Diz a lenda que o prumo dessa viagem futurística careceu de legalidade por parte dos representantes municipais...(de certo modo, o jeitinho mineiro do prefeito Romero, mostra-se excelente à estratégica de, no grito e por cima de pau e pedra, fincar seu nome como o segundo modernizador da cidade. Cá pra nós, até que o tropeiro lá no alto do espaço, possui semelhança física com o prefeito. Um pouco de ficção não faz mal, né?) “Será arte...?”

O embargo do Instituto do Patrimônio Histórico e Artístico do Estado da Paraíba (IPHAEP), e a conclusão da Promotoria do Meio Ambiente e Patrimônio Social do Ministério Público do Estado da Paraíba não me deixam mentir que esta Carruagem de Charlotte, mesmo atolada pelas leis, é erguida para além do Berro D´água como um cabo de guerra entre o passado e o futuro. Diante mão já ganho pelo velho campeão: aquele que grita mais alto “arre égua! Tenho recursos próprios e recursos da legislação do poder...!”.

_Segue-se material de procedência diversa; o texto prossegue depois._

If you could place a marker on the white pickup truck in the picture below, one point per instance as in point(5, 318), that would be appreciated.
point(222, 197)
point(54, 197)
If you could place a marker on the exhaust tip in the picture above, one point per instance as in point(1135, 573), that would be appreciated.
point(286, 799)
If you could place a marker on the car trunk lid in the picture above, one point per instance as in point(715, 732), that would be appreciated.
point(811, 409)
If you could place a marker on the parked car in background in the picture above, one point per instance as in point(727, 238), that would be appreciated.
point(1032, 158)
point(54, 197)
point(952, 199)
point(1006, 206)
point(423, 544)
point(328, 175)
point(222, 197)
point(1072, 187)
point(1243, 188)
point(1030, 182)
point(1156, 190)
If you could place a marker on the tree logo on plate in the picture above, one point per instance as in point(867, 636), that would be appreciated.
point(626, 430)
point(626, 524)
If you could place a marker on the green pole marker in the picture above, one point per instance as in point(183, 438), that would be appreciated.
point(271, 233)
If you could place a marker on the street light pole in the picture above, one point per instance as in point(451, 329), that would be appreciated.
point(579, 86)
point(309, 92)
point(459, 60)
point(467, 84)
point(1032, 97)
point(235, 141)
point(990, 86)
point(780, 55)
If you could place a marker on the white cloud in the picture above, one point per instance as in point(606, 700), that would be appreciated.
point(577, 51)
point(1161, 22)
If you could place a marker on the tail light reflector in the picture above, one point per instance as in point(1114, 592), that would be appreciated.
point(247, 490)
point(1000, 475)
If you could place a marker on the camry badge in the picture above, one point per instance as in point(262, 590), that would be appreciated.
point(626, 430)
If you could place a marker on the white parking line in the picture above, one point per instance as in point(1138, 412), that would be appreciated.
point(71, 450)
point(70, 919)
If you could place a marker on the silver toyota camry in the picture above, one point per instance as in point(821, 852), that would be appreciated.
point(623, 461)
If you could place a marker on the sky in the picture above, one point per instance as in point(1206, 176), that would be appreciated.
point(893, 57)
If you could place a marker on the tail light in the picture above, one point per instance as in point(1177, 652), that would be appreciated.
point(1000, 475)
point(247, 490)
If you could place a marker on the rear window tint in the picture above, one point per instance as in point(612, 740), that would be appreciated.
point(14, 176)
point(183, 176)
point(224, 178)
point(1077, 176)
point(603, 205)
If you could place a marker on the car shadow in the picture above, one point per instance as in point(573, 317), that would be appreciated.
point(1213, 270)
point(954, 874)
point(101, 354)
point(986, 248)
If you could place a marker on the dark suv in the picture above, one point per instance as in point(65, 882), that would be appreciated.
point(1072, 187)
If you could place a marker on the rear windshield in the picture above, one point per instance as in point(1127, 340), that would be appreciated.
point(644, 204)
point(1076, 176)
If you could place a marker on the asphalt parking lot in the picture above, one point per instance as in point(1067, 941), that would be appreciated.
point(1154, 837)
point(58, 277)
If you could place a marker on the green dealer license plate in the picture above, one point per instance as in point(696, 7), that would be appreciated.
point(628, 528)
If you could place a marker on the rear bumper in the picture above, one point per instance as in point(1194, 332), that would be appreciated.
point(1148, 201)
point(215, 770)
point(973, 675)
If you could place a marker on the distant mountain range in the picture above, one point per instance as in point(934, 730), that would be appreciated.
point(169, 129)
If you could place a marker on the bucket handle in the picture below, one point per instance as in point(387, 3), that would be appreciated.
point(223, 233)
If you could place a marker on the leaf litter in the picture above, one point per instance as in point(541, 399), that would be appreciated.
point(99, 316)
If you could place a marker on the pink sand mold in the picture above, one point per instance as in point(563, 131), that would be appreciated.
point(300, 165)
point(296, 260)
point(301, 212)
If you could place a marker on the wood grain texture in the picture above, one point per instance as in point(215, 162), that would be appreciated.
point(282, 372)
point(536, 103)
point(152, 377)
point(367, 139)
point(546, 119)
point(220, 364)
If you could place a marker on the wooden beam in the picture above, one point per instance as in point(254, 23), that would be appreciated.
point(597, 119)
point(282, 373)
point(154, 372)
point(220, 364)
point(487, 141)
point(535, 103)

O VALOR MAIOR: O TEMPO DA MEMÓRIA COLETIVA

Se em 1907, o trem do progresso atrasou, em sua primeira vinda à cidade; agora, o novo veículo, “a nave de burros” se mostra afinado à história, com um atraso monumental, fazendo descarrilhar os pilares das leis, sob o velho pão e circo, digo, desenvolvimento turístico.

O test-drive estético, ao contrário do viaduto, será menos danoso e até surpreendente, quando abarrotado de turistas, os burros e o “solitário tropeiro”, se tornarão pano de fundo nas alegres fotografias.

Pecou a gestão pelo mau planejamento e desrespeitos ambientais e patrimoniais, por confiar somente à placa dos gastos, uma informação tão importante que é registrar a memória da política da cidade por meio de uma estética. Pecou a empresa que não otimizou seu serviço à serviço da transparência, da produtividade pública (interesse maior da gestão). E tem pecado o munícipe ao exortar para o inferno uma imagem que não compreende, pois senta-se na cadeira da política pensando avaliar a condução estética (sabe nada inocente!)

Diante tantos pecados, omissões e julgamentos resta-me vaticinar: amanhã, no futuro, estará uma menina de nome Charlotte, sentada à frente do Monumento, imaginando como foi extraordinário, começarmos com um bando de burros a uma cidade tão ímpar.